The result in Spain did not outweigh his Olympic titles on paper, but Pidcock viewed it as a major personal breakthrough. “It was massive for me,” he added. “It was not my biggest achievement on paper, but if you actually looked at it objectively, for me, that I concentrated and I was there for three weeks was a massive thing.”
That is the backdrop to his Tour return. Pidcock now knows he can hold a Grand Tour together. The question is how far that can travel in a race where Pogacar, Jonas Vingegaard and Paul Seixas are expected to dominate the wider GC debate.
A different story at Q36.5
Pidcock’s move away from INEOS Grenadiers has also altered the emotional weight around his results. At Pinarello-Q36.5, every step carries the feeling of a team pushing upwards rather than a super-team trying to meet expectation.
“Everyone around me believes in me, supports me,” he said. “We’re all in this mission together, in a mission to just be as good as we can be. It makes every little success a success, whereas in another team it would just be expected. Creating a story, basically, is what I’m trying to say. It’s not just about the performance and the winning.”

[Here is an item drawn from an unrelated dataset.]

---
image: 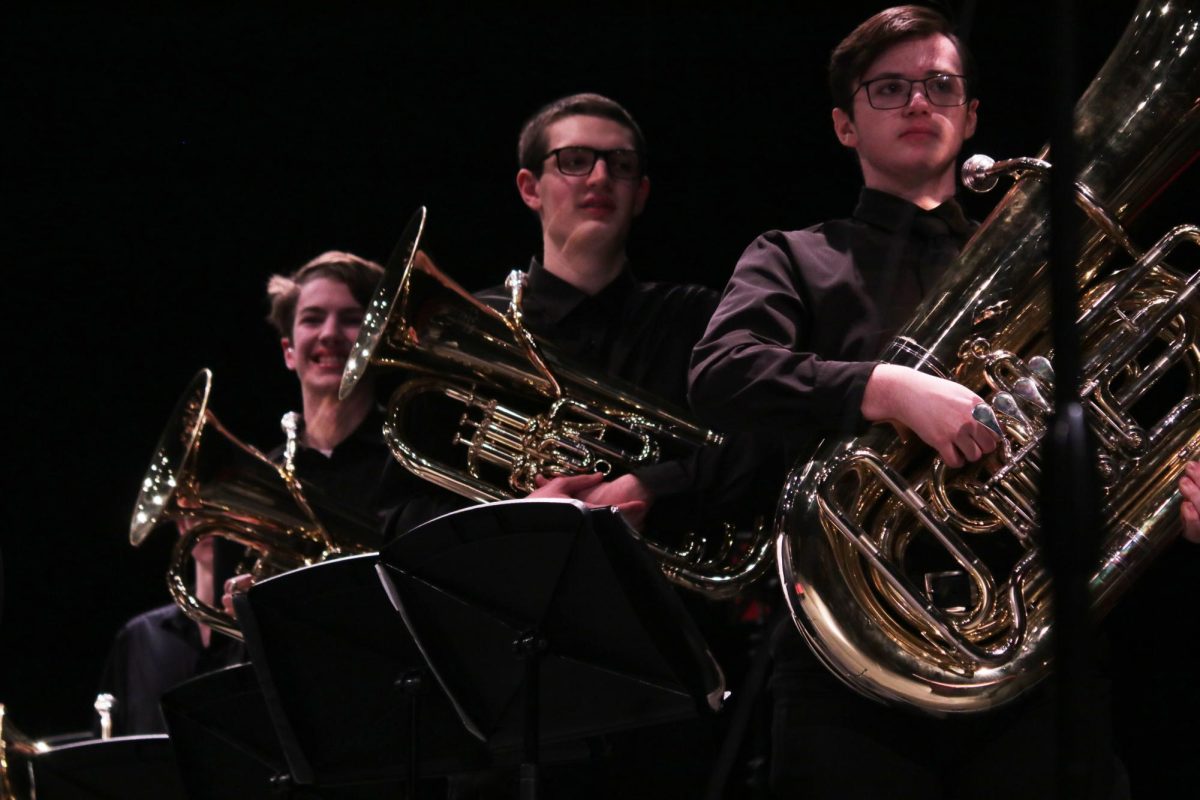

That line fits neatly with his Tour mindset. Pidcock is not trying to remove ambition from July. He is trying to remove the trap of measuring the whole race against a target announced before stage one.
The results will still decide how his Tour is judged. But Pidcock starts this one with a Vuelta podium behind him, a team shaped around him and a clear view of how easily the sport’s biggest race can turn from dream stage to miserable pressure cooker.